Sumut

Komitmen Percepatan Penerbitan IPR, Bupati Madina Koordinasi Dengan Dinas PPESDM Sumut

Komitmen Percepatan Penerbitan IPR, Bupati Madina Koordinasi Dengan Dinas PPESDM Sumut
Kecil Besar
14px

MEDAN (Waspada.id): Pemerintah Kabupaten Mandailing Natal (Pemkab Madina) terus menunjukkan komitmen dalam percepatan penerbitan Izin Pertambangan Rakyat (IPR) sebagai upaya penataan pertambangan rakyat yang legal dan berkelanjutan.

Terkini, Bupati Madina H. Saipullah Nasution berkoordinasi dengan Dinas Perindustrian, Perdagangan, Energi, dan Sumber Daya Mineral (PPESDM) Provinsi Sumatera Utara, pada Kamis, 5 Februari 2026.

Dalam kunjungan ini, Bupati Saipullah didampingi Asisten II Setdakab Madina Afrizal Nasution, Plt.

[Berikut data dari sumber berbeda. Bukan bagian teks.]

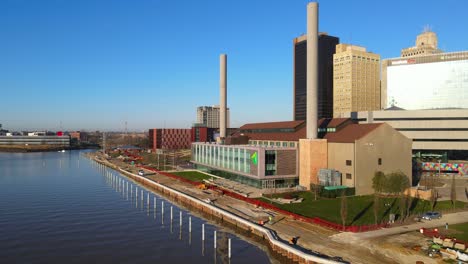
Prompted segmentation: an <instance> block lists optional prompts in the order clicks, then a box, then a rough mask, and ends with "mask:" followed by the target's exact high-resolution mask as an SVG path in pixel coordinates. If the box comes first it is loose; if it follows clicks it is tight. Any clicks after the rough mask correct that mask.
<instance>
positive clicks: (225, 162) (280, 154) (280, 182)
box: [192, 143, 298, 188]
mask: <svg viewBox="0 0 468 264" xmlns="http://www.w3.org/2000/svg"><path fill="white" fill-rule="evenodd" d="M192 162H193V163H194V164H196V165H197V168H198V169H200V170H204V171H207V172H209V173H211V174H214V175H217V176H220V177H224V178H228V179H231V180H234V181H237V182H241V183H244V184H248V185H251V186H254V187H257V188H275V187H276V188H278V187H290V186H295V185H297V183H298V173H297V171H298V163H297V147H274V146H273V147H264V146H254V145H219V144H209V143H193V144H192Z"/></svg>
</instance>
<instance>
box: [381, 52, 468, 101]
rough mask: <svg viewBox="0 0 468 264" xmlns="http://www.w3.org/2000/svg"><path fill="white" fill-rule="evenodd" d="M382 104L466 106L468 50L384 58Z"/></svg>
mask: <svg viewBox="0 0 468 264" xmlns="http://www.w3.org/2000/svg"><path fill="white" fill-rule="evenodd" d="M382 91H383V95H382V100H383V101H384V102H382V106H383V108H388V107H391V106H397V107H400V108H403V109H406V110H419V109H444V108H468V52H453V53H440V54H435V55H426V56H420V57H411V58H406V57H405V58H397V59H390V60H385V61H384V62H383V65H382Z"/></svg>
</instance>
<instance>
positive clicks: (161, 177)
mask: <svg viewBox="0 0 468 264" xmlns="http://www.w3.org/2000/svg"><path fill="white" fill-rule="evenodd" d="M90 154H91V153H90ZM95 155H98V157H94V158H98V159H100V160H101V162H104V163H106V164H105V165H106V166H108V167H111V168H114V169H116V170H117V171H120V169H123V170H124V171H127V172H128V173H131V174H134V175H137V173H138V170H139V169H141V168H138V167H136V166H132V165H129V164H128V163H125V162H123V161H121V160H118V159H109V160H107V159H106V158H104V156H102V154H99V153H92V154H91V155H90V156H95ZM94 158H93V159H94ZM145 175H146V176H145V179H146V180H149V181H152V182H156V183H158V184H162V185H164V186H168V187H170V188H173V189H174V190H177V191H179V192H182V193H185V194H187V195H190V196H193V197H196V198H197V199H199V200H200V201H204V200H206V199H210V200H212V201H214V204H215V205H216V207H218V208H220V209H223V210H225V211H227V212H230V213H232V214H235V215H237V216H240V217H242V218H244V219H246V220H247V221H249V222H250V223H254V224H255V225H257V224H256V219H258V216H259V215H260V216H261V215H267V216H268V215H271V216H272V217H273V219H274V220H273V221H272V222H271V223H268V222H267V223H266V224H265V225H264V227H266V228H267V229H270V230H272V231H275V232H276V234H277V236H278V238H279V239H281V240H282V241H284V243H286V244H288V240H290V239H291V238H292V237H299V240H298V241H297V246H295V247H297V248H298V249H299V250H301V251H302V252H312V253H316V254H319V255H321V256H325V257H327V256H328V258H331V259H340V258H342V259H343V260H344V261H345V262H350V263H410V262H407V260H408V259H417V260H423V261H425V262H426V261H428V260H430V259H428V258H427V257H425V256H423V255H419V254H418V255H414V256H411V258H409V256H408V254H406V253H404V252H403V253H401V252H399V251H398V250H396V251H394V252H393V254H389V253H388V251H381V250H376V247H378V245H379V244H380V243H381V241H385V239H384V238H380V239H378V240H375V241H373V246H372V247H367V246H366V245H367V244H354V245H349V244H348V243H347V242H346V241H340V240H339V239H338V240H337V239H332V236H333V235H335V234H338V233H340V232H336V231H333V230H330V229H326V228H324V227H321V226H317V225H314V224H312V223H306V222H302V221H298V220H297V219H294V218H292V217H289V216H287V215H282V214H280V213H278V212H275V211H271V210H268V209H264V208H256V207H255V206H254V205H251V204H248V203H245V202H243V201H241V200H238V199H234V198H232V197H229V196H226V195H220V194H218V193H216V192H212V191H210V190H208V191H206V190H201V189H198V188H196V187H195V186H194V185H192V184H189V183H186V182H183V181H178V180H174V178H171V177H168V176H166V175H162V174H159V173H154V172H152V171H146V172H145ZM127 176H128V175H127ZM164 195H166V194H164ZM166 196H167V195H166ZM176 202H177V201H176ZM207 212H209V210H207ZM260 238H262V237H260ZM415 241H416V242H417V240H415ZM421 241H422V242H424V241H425V239H421ZM416 242H415V243H416ZM399 246H401V245H396V246H395V247H399ZM317 252H320V253H317ZM411 263H414V262H411ZM427 263H431V262H430V261H428V262H427Z"/></svg>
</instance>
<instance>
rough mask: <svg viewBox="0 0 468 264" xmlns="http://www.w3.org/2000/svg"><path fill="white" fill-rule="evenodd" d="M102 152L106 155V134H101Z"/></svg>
mask: <svg viewBox="0 0 468 264" xmlns="http://www.w3.org/2000/svg"><path fill="white" fill-rule="evenodd" d="M102 152H103V153H106V132H102Z"/></svg>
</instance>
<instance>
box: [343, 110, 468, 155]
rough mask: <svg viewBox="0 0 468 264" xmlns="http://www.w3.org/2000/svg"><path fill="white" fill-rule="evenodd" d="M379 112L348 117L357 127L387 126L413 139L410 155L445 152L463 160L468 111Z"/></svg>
mask: <svg viewBox="0 0 468 264" xmlns="http://www.w3.org/2000/svg"><path fill="white" fill-rule="evenodd" d="M393 109H395V110H380V111H363V112H353V113H348V114H347V117H350V118H352V119H353V120H354V121H356V122H359V123H360V124H372V123H383V122H385V123H387V124H389V125H390V126H392V127H393V128H394V129H396V130H397V131H399V132H400V133H402V134H403V135H405V136H406V137H408V138H410V139H412V141H413V142H412V143H413V144H412V145H413V147H412V148H413V152H418V151H421V152H422V153H440V152H448V153H449V156H450V158H452V159H466V158H468V156H467V152H466V151H467V150H468V109H435V110H403V109H400V110H396V107H393Z"/></svg>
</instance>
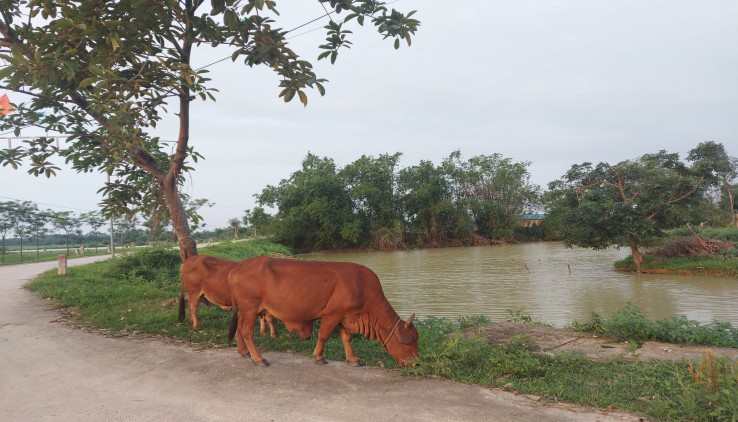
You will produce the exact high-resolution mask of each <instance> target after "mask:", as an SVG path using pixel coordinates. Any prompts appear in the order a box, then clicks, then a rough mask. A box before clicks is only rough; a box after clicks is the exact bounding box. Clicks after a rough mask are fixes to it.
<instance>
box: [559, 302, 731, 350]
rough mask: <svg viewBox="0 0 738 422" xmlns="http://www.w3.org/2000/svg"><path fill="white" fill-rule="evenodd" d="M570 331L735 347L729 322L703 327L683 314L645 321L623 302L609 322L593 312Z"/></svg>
mask: <svg viewBox="0 0 738 422" xmlns="http://www.w3.org/2000/svg"><path fill="white" fill-rule="evenodd" d="M571 328H573V329H575V330H577V331H585V332H591V333H595V334H598V335H601V336H608V337H615V338H617V339H620V340H635V341H645V340H656V341H663V342H667V343H677V344H702V345H707V346H718V347H733V348H738V328H735V327H733V326H732V325H731V324H730V323H729V322H723V321H713V322H711V323H709V324H705V325H703V324H700V323H699V322H697V321H693V320H689V319H687V317H685V316H683V315H682V316H675V317H671V318H666V319H660V320H657V321H655V322H654V321H649V320H648V319H646V317H645V316H643V313H642V312H641V310H640V309H639V308H638V307H637V306H636V305H634V304H633V303H631V302H627V303H626V304H625V305H624V306H623V307H622V308H621V309H619V310H618V311H616V312H615V313H613V315H612V317H611V318H609V319H604V318H602V317H601V316H599V315H598V314H596V313H593V314H592V318H591V319H590V321H587V322H584V323H577V322H575V323H572V324H571Z"/></svg>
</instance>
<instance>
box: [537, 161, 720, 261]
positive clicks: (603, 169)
mask: <svg viewBox="0 0 738 422" xmlns="http://www.w3.org/2000/svg"><path fill="white" fill-rule="evenodd" d="M704 182H705V178H704V176H697V175H696V174H695V173H694V172H693V171H692V169H690V168H688V167H687V166H685V165H684V164H683V163H682V162H681V161H680V160H679V155H678V154H669V153H667V152H665V151H660V152H659V153H656V154H647V155H644V156H642V157H640V158H638V159H635V160H627V161H623V162H620V163H617V164H615V165H610V164H608V163H599V164H597V165H596V166H593V165H592V163H582V164H577V165H574V166H572V167H571V169H570V170H569V171H568V172H566V174H564V176H562V177H561V178H560V179H558V180H556V181H553V182H551V183H550V184H549V193H548V194H547V197H548V206H549V217H550V218H551V219H553V220H554V221H557V222H558V224H559V230H560V234H561V235H562V236H563V238H564V242H565V244H566V245H567V246H572V245H576V246H581V247H585V248H592V249H604V248H607V247H609V246H618V247H620V246H628V247H630V250H631V253H632V256H633V262H634V264H635V266H636V270H637V271H640V266H641V263H642V262H643V258H642V255H641V253H640V250H639V247H640V246H641V245H643V244H646V243H648V242H650V241H653V240H655V239H658V238H659V237H661V236H662V230H663V229H666V228H671V227H675V226H678V225H680V224H682V223H684V222H686V221H687V213H686V212H685V211H686V210H687V209H688V205H689V204H690V203H693V202H696V201H699V198H700V195H699V194H700V192H701V190H702V189H704V188H705V186H706V184H705V183H704Z"/></svg>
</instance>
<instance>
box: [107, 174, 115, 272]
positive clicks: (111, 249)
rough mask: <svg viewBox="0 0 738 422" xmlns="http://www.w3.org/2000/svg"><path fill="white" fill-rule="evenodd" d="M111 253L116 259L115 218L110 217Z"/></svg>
mask: <svg viewBox="0 0 738 422" xmlns="http://www.w3.org/2000/svg"><path fill="white" fill-rule="evenodd" d="M108 184H110V173H108ZM110 253H111V254H112V255H113V258H115V243H113V216H112V215H111V216H110Z"/></svg>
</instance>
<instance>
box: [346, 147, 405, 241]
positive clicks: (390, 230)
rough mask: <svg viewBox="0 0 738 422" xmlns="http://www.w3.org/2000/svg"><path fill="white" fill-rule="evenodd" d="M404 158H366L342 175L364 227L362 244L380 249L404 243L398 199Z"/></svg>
mask: <svg viewBox="0 0 738 422" xmlns="http://www.w3.org/2000/svg"><path fill="white" fill-rule="evenodd" d="M401 156H402V154H400V153H395V154H393V155H388V154H382V155H380V156H379V157H378V158H374V157H371V156H366V155H363V156H361V158H359V159H358V160H356V161H354V162H353V163H351V164H349V165H347V166H346V167H344V168H343V169H341V170H340V171H339V172H338V176H339V177H340V178H341V179H342V180H343V181H344V184H345V186H346V188H347V189H348V190H349V192H350V196H351V201H352V208H353V213H354V214H355V215H357V216H358V218H359V220H360V224H361V235H360V243H362V244H365V243H371V244H373V246H376V247H378V248H380V249H382V248H383V244H384V243H389V244H390V245H397V244H398V243H402V231H401V225H400V223H401V222H400V215H399V212H398V204H397V198H396V196H395V194H394V193H395V179H396V168H397V163H398V161H399V160H400V157H401Z"/></svg>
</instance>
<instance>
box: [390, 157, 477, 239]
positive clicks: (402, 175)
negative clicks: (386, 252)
mask: <svg viewBox="0 0 738 422" xmlns="http://www.w3.org/2000/svg"><path fill="white" fill-rule="evenodd" d="M397 192H398V196H399V198H400V203H401V206H402V210H403V214H404V219H405V221H406V222H407V224H408V230H407V231H408V234H409V236H410V237H411V239H413V243H417V244H422V245H426V246H442V245H444V244H447V243H448V241H449V240H451V239H465V238H469V237H470V236H471V227H470V224H469V218H468V216H467V215H466V214H465V213H464V212H463V211H461V210H459V209H457V208H456V207H455V206H454V203H453V198H452V187H451V185H450V183H449V180H448V178H447V177H446V173H445V172H444V170H443V169H442V168H441V167H436V166H435V165H433V163H432V162H430V161H421V162H420V163H419V164H418V165H416V166H411V167H407V168H404V169H402V170H400V171H399V173H398V175H397Z"/></svg>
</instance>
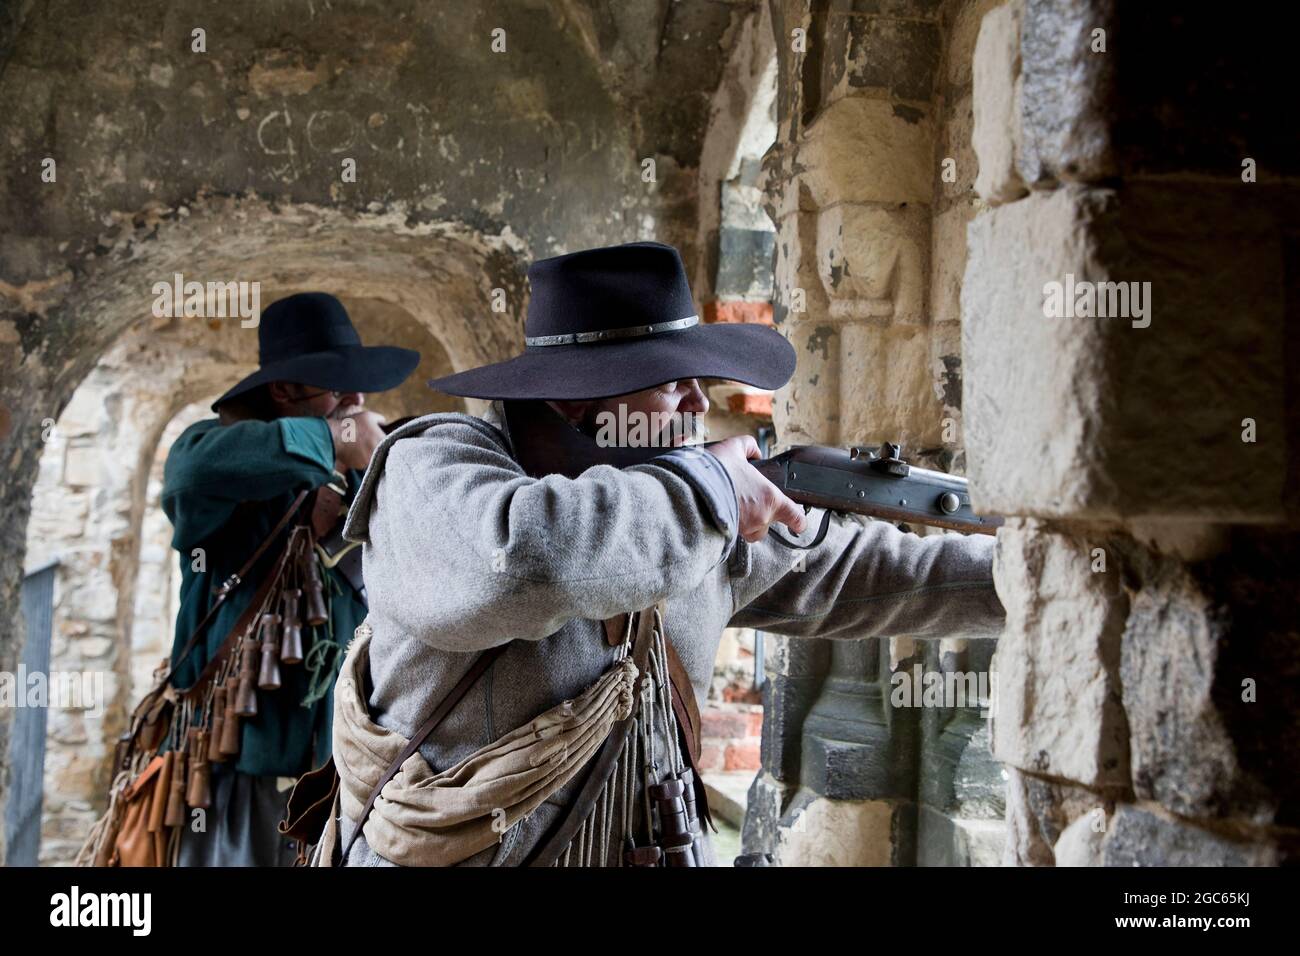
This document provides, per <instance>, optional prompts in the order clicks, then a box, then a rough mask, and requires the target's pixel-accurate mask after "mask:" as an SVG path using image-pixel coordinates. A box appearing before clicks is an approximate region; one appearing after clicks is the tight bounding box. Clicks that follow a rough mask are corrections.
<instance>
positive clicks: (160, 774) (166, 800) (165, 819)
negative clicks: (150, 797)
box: [148, 750, 175, 834]
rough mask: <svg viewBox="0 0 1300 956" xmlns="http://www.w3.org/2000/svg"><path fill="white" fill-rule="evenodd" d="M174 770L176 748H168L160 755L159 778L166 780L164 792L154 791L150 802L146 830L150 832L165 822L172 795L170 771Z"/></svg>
mask: <svg viewBox="0 0 1300 956" xmlns="http://www.w3.org/2000/svg"><path fill="white" fill-rule="evenodd" d="M174 770H175V750H168V752H166V753H165V754H164V756H162V773H161V774H160V779H161V780H166V792H160V791H155V792H153V801H152V803H151V804H149V823H148V831H149V832H151V834H156V832H159V831H160V830H161V829H162V827H165V826H166V825H168V823H166V808H168V806H169V805H170V800H169V797H170V796H172V773H173V771H174Z"/></svg>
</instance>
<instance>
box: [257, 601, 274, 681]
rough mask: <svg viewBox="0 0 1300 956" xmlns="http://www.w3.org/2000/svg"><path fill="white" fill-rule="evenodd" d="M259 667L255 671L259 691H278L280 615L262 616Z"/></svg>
mask: <svg viewBox="0 0 1300 956" xmlns="http://www.w3.org/2000/svg"><path fill="white" fill-rule="evenodd" d="M260 633H261V667H260V670H259V671H257V689H259V691H278V689H279V615H278V614H263V615H261V624H260Z"/></svg>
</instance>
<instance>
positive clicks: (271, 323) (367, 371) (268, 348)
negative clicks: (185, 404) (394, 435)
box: [212, 293, 420, 411]
mask: <svg viewBox="0 0 1300 956" xmlns="http://www.w3.org/2000/svg"><path fill="white" fill-rule="evenodd" d="M257 351H259V368H257V371H256V372H253V373H252V375H250V376H248V377H247V378H244V380H243V381H240V382H239V384H238V385H235V386H234V388H233V389H230V390H229V392H226V394H224V395H222V397H221V398H218V399H217V401H216V402H213V403H212V408H213V411H216V408H217V406H220V405H221V403H222V402H227V401H230V399H231V398H234V397H237V395H242V394H244V393H246V392H251V390H252V389H255V388H257V386H259V385H265V384H266V382H273V381H289V382H296V384H299V385H308V386H311V388H316V389H329V390H331V392H363V393H369V392H387V390H389V389H394V388H396V386H398V385H400V384H402V382H403V381H406V380H407V377H408V376H409V375H411V372H413V371H415V367H416V365H417V364H420V352H417V351H413V350H411V349H398V347H396V346H387V345H374V346H365V345H361V338H360V336H357V334H356V329H355V328H354V326H352V320H351V319H350V317H348V315H347V310H346V308H343V303H342V302H339V300H338V299H335V298H334V297H333V295H330V294H329V293H299V294H298V295H289V297H286V298H283V299H277V300H276V302H273V303H270V304H269V306H268V307H266V308H265V310H263V312H261V319H260V321H259V324H257Z"/></svg>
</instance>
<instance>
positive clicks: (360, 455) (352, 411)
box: [325, 405, 383, 471]
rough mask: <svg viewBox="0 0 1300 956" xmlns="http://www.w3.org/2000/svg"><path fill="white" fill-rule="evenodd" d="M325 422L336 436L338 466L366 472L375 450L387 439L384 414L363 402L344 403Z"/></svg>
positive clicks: (347, 469) (338, 468)
mask: <svg viewBox="0 0 1300 956" xmlns="http://www.w3.org/2000/svg"><path fill="white" fill-rule="evenodd" d="M325 421H326V423H328V424H329V432H330V434H331V436H333V437H334V467H335V468H338V470H339V471H347V470H348V468H356V470H357V471H365V468H367V466H369V463H370V457H372V455H373V454H374V449H377V447H378V446H380V442H381V441H383V429H382V428H380V425H382V424H383V416H382V415H377V414H376V412H373V411H365V408H364V407H361V406H359V405H350V406H341V407H339V408H337V410H335V411H334V412H333V414H331V415H330V416H329V418H328V419H325Z"/></svg>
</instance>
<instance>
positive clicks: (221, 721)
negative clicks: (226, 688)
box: [208, 684, 226, 763]
mask: <svg viewBox="0 0 1300 956" xmlns="http://www.w3.org/2000/svg"><path fill="white" fill-rule="evenodd" d="M225 730H226V685H225V684H217V685H216V687H214V688H213V691H212V728H211V731H209V732H208V762H209V763H221V762H222V761H225V758H226V754H225V753H222V752H221V737H222V736H225Z"/></svg>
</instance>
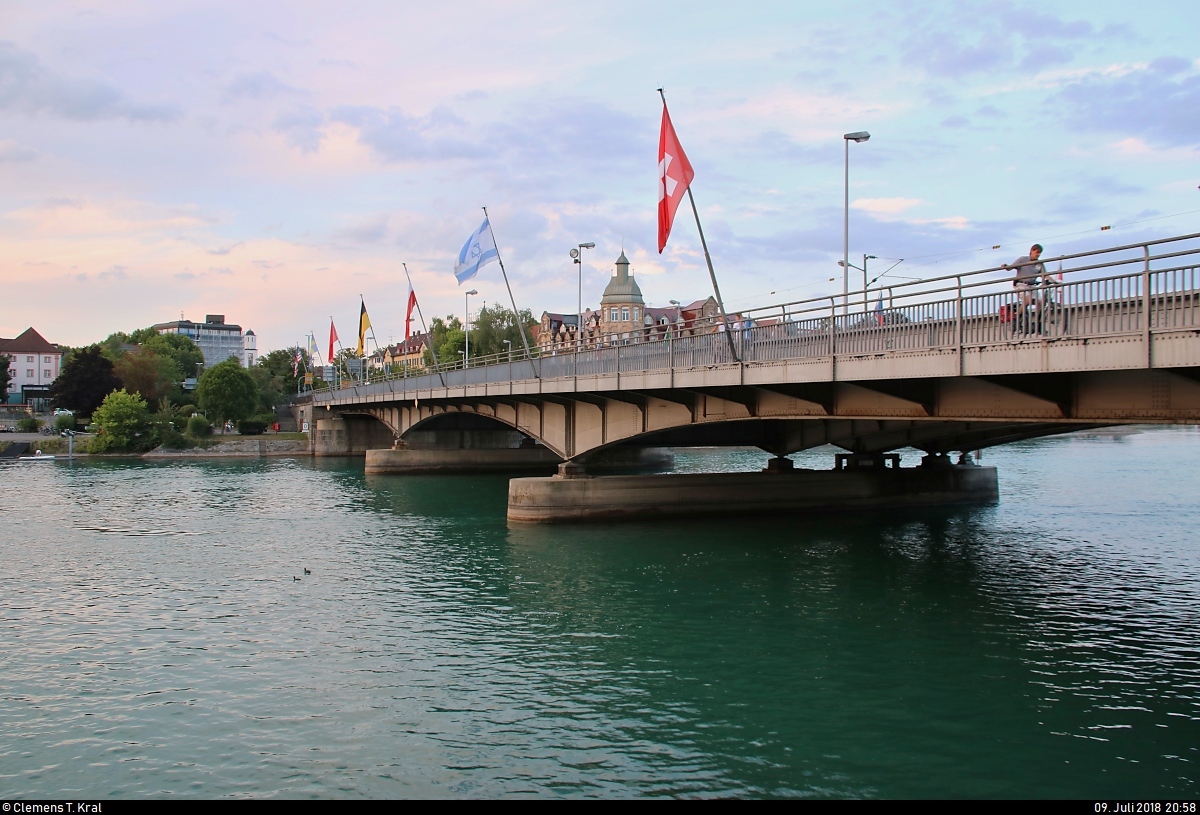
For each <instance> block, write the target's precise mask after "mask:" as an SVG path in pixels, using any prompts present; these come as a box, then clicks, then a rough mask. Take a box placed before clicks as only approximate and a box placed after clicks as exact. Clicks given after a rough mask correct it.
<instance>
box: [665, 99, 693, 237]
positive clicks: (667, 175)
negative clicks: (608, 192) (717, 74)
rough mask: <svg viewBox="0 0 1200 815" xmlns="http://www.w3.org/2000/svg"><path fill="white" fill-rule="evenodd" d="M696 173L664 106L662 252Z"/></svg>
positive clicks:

Kepala Dinas Tenaga Kerja Adi Wardana Hasibuan, serta perwakilan Dinas Komunikasi dan Informatika Madina.

“Ini merupakan tindak lanjut dari rapat percepatan penerbitan IPR yang sebelumnya digelar di tingkat provinsi,” kata Saipullah pada Jumat, 6 Februari 2026.

Saipullah menjelaskan, langkah ini merupakan bukti konsistensi Pemkab Madina menuntaskan perizinan IPR untuk Wilayah Pertambangan Rakyat (WPR) yang telah ditetapkan oleh pemerintah pusat.

“Pemkab Madina berharap tujuh WPR yang sudah ditetapkan tersebut dapat segera ditindaklanjuti dengan penerbitan IPR, sehingga aktivitas pertambangan rakyat bisa berjalan legal dan lebih terkontrol,” sebut dia.

Bupati menerangkan Dinas PPESDM Sumut menyebutkan bahwa percepatan IPR terkendala pada penyusunan dokumen lingkungan hidup yang menjadi kewenangan pemerintah provinsi. Keterbatasan anggaran menyebabkan dokumen tersebut belum tersusun sehingga berdampak pada tahapan lanjutan, termasuk sosialisasi dan penerbitan izin.

Meski demikian, Pemkab Madina tetap mendorong adanya solusi percepatan, termasuk opsi kerja sama penyusunan dokumen lingkungan hidup antara pemerintah provinsi dan calon pemohon IPR sebagaimana diatur dalam Keputusan Menteri ESDM Nomor 174.K/MB.01/MEM.B/2024.

Saipullah menuturkan, Dinas PPESDM Sumut dalam waktu dekat akan melakukan sosialisasi kepada masyarakat pada salah satu blok WPR yang dinilai siap, yakni di Desa Sale Baru, Kecamatan Muara Batang Gadis.

Di sisi lain, Pemkab Madina juga mengusulkan penyesuaian dan penambahan sebanyak 36 blok WPR baru yang tersebar mulai dari wilayah Huta Bargot, Mandailing Julu, Muara Sipongi, hingga Ulu Pungkut.

Menurut dia, percepatan IPR tidak hanya bertujuan memberikan kepastian hukum bagi penambang rakyat, tetapi juga sebagai langkah penataan lingkungan, peningkatan keselamatan kerja, serta optimalisasi kontribusi sektor pertambangan bagi daerah.

Untuk diketahui, berdasarkan Keputusan Menteri Energi dan Sumber Daya Mineral RI Nomor 106.K/MB.01/MEM.B/2022, terdapat tujuh blok WPR di Kabupaten Mandailing Natal yang tersebar di tiga kecamatan, yakni Batang Natal, Lingga Bayu, dan Muara Batang Gadis.(id100)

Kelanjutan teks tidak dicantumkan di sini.